Its something I did very unconsciously. Growing up in Bombay
as a rebellious teenage girl was not easy. I was weighed down by what Indian
culture expects from me as a girl. Then, within that the traditions of the
particular South Indian Tamil Brahmin caste my family hail from. Yet, I grew up
in the urban, merciless, cosmopolitan society of Bombay, and fiercely
independent about having a career and making my way in this largely patriarchal
society. So everyday I would leave the relative safety of home, knowing that my
commute was not going to be easy. Because that’s just how public transport is
in the city. Its not life threatening but you know as a girl you are going to
most likely get called out by men as you pass them, that on a crowded train
station you are most likely going to be felt up by a man… Every time, it
happened to me, I would get really angry and yet, I would deal with it and get
on, because if I protested or took action, the repercussions would not be
savoury for me.

So when eighteen months ago a young photojournalist was
raped in the centre of Bombay in broad daylight, I felt myself getting really
furious. It was as if nothing had changed in all these years. In fact things
had become worse. I had this vision of a young girl who would not back down
anymore. Who would take the law into her own hands. Who would stand up for
herself regardless of the consequences. Who would follow her heart … and thus
Ruby Iyer was born. And the trigger to her birth is of course her being
molested on a train platform and then being pushed into the path of the train
itself. And yet she survives and goes onto save the city, which is falling
apart around her.
4. Are there any other human rights issues that you would
like to write about in a dystopian novel?

You know, I don’t do it consciously. But because my current
setting is Bombay (which I take as a microcosm of India) I know I end up
tackling quite a few issues like the massive rich-poor economic divide for
example. I think women and children – the girl child is very important for me
and I do come back to themes concerning them a lot.

5. How important are dystopian books in today’s society for
young people?

So maybe this is me, but I believe that we are headed
towards a dystopian society.
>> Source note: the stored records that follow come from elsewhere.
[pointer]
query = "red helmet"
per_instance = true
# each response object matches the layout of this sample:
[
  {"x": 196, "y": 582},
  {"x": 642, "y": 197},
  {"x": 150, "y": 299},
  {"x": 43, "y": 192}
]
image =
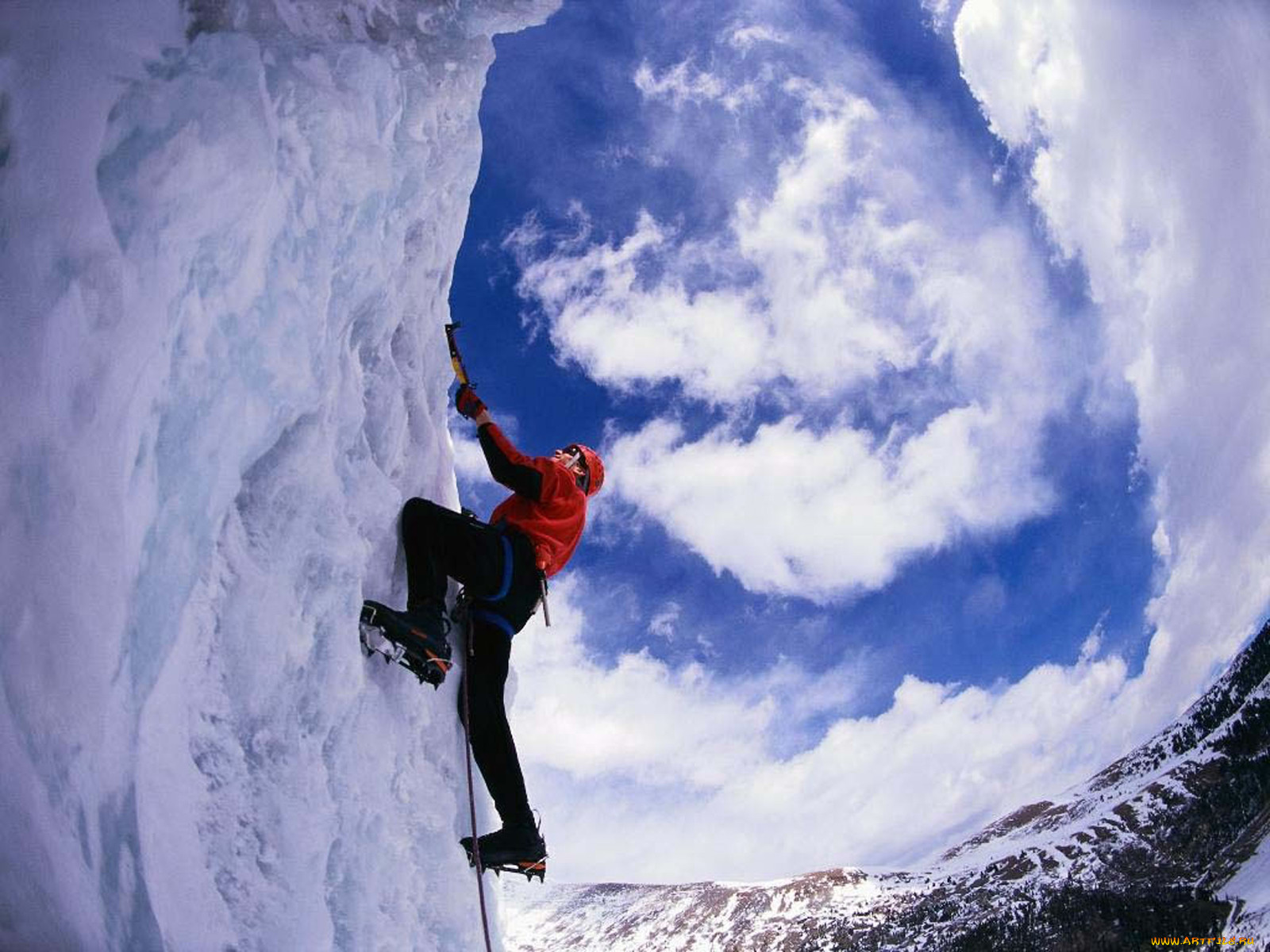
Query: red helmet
[{"x": 595, "y": 467}]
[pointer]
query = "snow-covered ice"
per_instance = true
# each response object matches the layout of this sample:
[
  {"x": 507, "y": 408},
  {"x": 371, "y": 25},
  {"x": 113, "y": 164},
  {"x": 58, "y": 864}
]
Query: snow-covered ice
[{"x": 224, "y": 264}]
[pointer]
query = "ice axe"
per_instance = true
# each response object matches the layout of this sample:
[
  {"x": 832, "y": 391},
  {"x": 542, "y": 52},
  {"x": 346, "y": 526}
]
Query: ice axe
[{"x": 455, "y": 357}]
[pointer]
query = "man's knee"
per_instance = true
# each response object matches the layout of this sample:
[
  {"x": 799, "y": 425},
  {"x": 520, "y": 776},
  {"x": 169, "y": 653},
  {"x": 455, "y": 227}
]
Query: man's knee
[{"x": 419, "y": 514}]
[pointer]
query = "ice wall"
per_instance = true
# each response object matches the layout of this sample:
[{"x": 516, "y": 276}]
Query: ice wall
[{"x": 224, "y": 263}]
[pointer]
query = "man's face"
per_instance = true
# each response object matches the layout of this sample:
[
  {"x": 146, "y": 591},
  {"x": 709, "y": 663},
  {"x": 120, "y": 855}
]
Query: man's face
[{"x": 572, "y": 460}]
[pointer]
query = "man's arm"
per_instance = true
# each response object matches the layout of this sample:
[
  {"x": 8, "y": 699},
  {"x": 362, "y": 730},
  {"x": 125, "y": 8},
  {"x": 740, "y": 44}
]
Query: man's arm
[{"x": 507, "y": 463}]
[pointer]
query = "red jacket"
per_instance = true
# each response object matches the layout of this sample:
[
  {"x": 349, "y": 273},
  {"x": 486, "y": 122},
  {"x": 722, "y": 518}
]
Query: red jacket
[{"x": 546, "y": 503}]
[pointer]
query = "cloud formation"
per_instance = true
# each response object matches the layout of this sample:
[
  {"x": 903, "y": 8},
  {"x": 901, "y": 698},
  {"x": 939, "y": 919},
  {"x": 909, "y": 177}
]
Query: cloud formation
[
  {"x": 879, "y": 277},
  {"x": 679, "y": 772},
  {"x": 1151, "y": 139},
  {"x": 879, "y": 295}
]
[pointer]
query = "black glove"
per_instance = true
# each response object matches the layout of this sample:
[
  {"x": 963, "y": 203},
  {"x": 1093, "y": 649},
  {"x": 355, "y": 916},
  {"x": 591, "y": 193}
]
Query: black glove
[{"x": 468, "y": 403}]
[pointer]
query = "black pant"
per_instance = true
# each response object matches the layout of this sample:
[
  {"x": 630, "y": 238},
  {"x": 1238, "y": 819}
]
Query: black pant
[{"x": 438, "y": 543}]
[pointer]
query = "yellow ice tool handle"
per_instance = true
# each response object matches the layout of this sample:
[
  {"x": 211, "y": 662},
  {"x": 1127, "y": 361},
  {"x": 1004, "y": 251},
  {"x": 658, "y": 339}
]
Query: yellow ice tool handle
[{"x": 455, "y": 357}]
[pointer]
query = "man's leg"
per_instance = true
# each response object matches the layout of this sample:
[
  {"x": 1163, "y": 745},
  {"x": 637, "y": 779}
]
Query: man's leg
[
  {"x": 491, "y": 734},
  {"x": 442, "y": 543}
]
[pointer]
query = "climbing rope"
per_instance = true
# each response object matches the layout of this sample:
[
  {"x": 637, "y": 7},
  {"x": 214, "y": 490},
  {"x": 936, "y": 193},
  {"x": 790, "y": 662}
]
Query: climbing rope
[{"x": 471, "y": 793}]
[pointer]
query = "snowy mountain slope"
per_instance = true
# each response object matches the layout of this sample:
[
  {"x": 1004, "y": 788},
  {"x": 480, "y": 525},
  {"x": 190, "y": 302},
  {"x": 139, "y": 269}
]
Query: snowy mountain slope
[
  {"x": 228, "y": 235},
  {"x": 1168, "y": 841}
]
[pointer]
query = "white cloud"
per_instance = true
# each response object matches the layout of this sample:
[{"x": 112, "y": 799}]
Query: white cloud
[
  {"x": 794, "y": 512},
  {"x": 645, "y": 772},
  {"x": 683, "y": 83},
  {"x": 876, "y": 254},
  {"x": 1151, "y": 129}
]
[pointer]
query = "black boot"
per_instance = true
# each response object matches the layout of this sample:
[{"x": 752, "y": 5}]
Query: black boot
[
  {"x": 421, "y": 631},
  {"x": 516, "y": 848}
]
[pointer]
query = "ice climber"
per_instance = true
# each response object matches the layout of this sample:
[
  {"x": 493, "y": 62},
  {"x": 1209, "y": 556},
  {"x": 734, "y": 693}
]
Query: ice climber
[{"x": 501, "y": 564}]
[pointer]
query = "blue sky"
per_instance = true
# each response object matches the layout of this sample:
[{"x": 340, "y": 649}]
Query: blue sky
[{"x": 886, "y": 409}]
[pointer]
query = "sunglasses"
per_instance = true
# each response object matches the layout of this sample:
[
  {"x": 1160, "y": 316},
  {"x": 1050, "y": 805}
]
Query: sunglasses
[{"x": 575, "y": 461}]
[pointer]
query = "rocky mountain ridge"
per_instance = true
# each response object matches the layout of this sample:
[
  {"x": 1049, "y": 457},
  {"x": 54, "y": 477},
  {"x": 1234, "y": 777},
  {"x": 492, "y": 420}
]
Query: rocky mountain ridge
[{"x": 1143, "y": 850}]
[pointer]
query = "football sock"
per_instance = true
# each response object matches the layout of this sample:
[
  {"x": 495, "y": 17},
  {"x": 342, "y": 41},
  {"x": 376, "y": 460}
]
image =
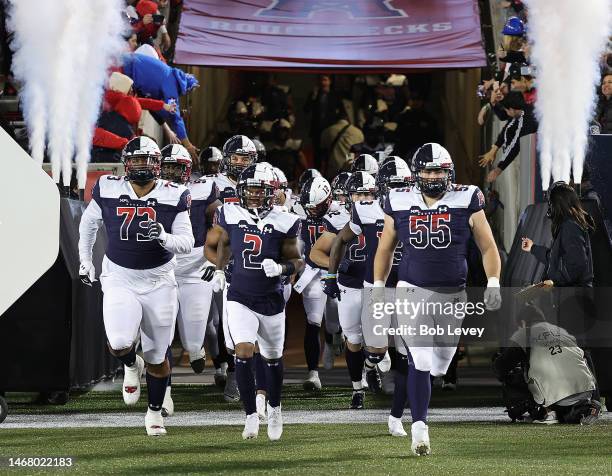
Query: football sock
[
  {"x": 372, "y": 359},
  {"x": 419, "y": 391},
  {"x": 274, "y": 378},
  {"x": 246, "y": 384},
  {"x": 156, "y": 389},
  {"x": 260, "y": 372},
  {"x": 128, "y": 359},
  {"x": 312, "y": 345},
  {"x": 400, "y": 392},
  {"x": 354, "y": 362}
]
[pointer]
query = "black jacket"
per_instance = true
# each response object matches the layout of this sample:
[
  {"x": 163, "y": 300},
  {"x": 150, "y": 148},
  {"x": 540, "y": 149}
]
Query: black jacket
[{"x": 568, "y": 261}]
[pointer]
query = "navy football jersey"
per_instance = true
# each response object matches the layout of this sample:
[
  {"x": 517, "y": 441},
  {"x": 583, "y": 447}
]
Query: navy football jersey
[
  {"x": 250, "y": 244},
  {"x": 126, "y": 216},
  {"x": 368, "y": 221},
  {"x": 351, "y": 271},
  {"x": 312, "y": 229},
  {"x": 203, "y": 192},
  {"x": 435, "y": 238},
  {"x": 227, "y": 188}
]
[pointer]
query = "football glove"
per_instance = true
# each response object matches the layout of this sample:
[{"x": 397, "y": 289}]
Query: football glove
[
  {"x": 218, "y": 281},
  {"x": 492, "y": 295},
  {"x": 271, "y": 268},
  {"x": 87, "y": 273},
  {"x": 209, "y": 272},
  {"x": 330, "y": 286},
  {"x": 156, "y": 231}
]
One, where the virtual world will intersect much
more closely with the real world and where soon we will not be able to tell the
two apart. I think this will bring with anarchy, the kind we can’t even
imagine, which some of the dystopian books hint at – Where there is no more
society as we know it, and even the laws of nature are struggling to stay alive.
And yet the young will survive—they have to —for they inherit this from their
parents. Dystopian books tap into this reality we all sense but don’t
acknowledge. At the same time within every teenager is this world of dystopia
isn’t there? Teens are such dark people; they inhabit a strange ever-changing
universe of their own. And dystopia speaks to that unknown within them.